20 anos depois, um grito por amor continua ecoando na Alemanha | JUDAO.com.br

Canção da banda alemã Die Ärzte volta às paradas, servindo de hino contra os protestos que não querem a entrada dos refugiados sírios no país.

No último final de semana, cerca de 20.000 refugiados chegaram à Alemanha – em sua maioria, vindos da Síria. O país é um dos destinos mais procurados pelas pessoas que querem reconstruir suas vidas longe das zonas de conflito e, justamente por isso, a chanceler Angela Merkel afirmou na segunda-feira (7) que pretende destinar 6 bilhões de euros para administrar este fluxo de migração. “O que vivemos agora é algo que continuará nos ocupando pelos próximos anos, nos mudará e queremos que a mudança seja positiva”, afirmou ela, em comunicado oficial. “É incrível que a Alemanha tenha se transformado em um país que as pessoas associam à esperança. É algo muito valioso se relembrarmos a nossa história”.
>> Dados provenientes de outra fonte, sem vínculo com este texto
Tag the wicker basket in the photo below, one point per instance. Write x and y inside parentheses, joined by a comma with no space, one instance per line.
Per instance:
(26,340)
O grande ponto é que, enquanto centenas de voluntários se posicionavam nas estações ferroviárias do país para recepcionar os refugiados com água, comida e cartazes de boas-vindas, uma pequena parte da população do país faz questão de relembrar justamente o pedaço mais sombrio da história alemã. Militantes de extrema direita, em sua maioria convocados pelo partido neonazista NPD, têm liderado ataques contra abrigos para refugiados, em especial nas regiões leste e noroeste do país, nas cidades de Dresden e Heidenau. Gritando palavras de ordem (incluindo um assustador “Heil Hitler”) e atirando garrafas e artefatos incendiários contra a polícia, eles defendem que os estrangeiros sejam mandados embora e seus pedidos de asilo sejam negados.

Há cerca de duas semanas, o Google chegou a tirar do ar um mapa criado no Google Maps que revelava a localização de cerca de mil abrigos para refugiados na Alemanha – criado por uma conta ligada justamente a um destes grupos neonazistas.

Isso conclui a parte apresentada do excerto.